Solidarity or simply friendship, he'd call it, has always been his guiding principle, a beacon to his neighbors on Santa Fe's west side. He came through town for the first time in 1931, after several years in the Colorado mines. He was on his way to Arizona, when he ran into the foreman of the Terrero mine (above Pecos) in a Santa Fe restaurant and was offered a job. "Great news! We'd made Santa Fe," was his reaction.
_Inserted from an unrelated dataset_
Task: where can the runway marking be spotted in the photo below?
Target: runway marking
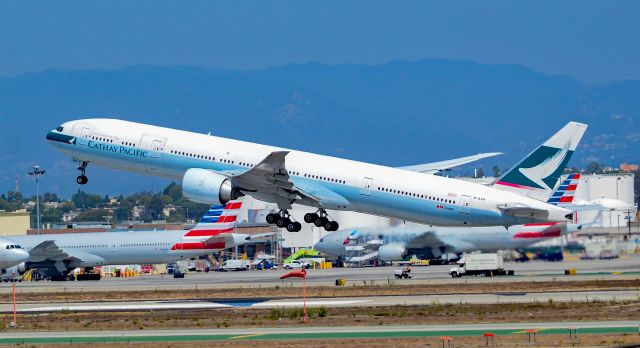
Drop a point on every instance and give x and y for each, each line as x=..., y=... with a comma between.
x=245, y=336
In Terrero, "we were a bunch of friends working together." When the United Mine Workers organized in Madrid and Terrero, Bill was for the union. He served on the grievance committee, and when the strike began in 1936, he walked the picket line,"rough nights out in that cold." His first child was born that year, in a one room shack on company land. American Metals hired a union buster. When the union triumphed at the end of a long strike, they shut down the mine. By then Bill, "who knew how to carpenter a bit moved to Santa Fe to help a cousin build his house. A furniture company hired him as a door to door salesman. "My shoes are still all right; they'll last," he assured his employer. Later he worked, for better pay, with Charles Ilfeld's wholesale grocery.
The Depression lingered. "Rents were going up and wages weren't too good," so Bill set out to find a place of his won. With a loan of $300 from a local bank -- his honesty the only collateral -- he bought a "two room adobe shack," and "that's where I am right now. This is where I made my home sweet home. My neighborhood on the sunny side of Santa Fe."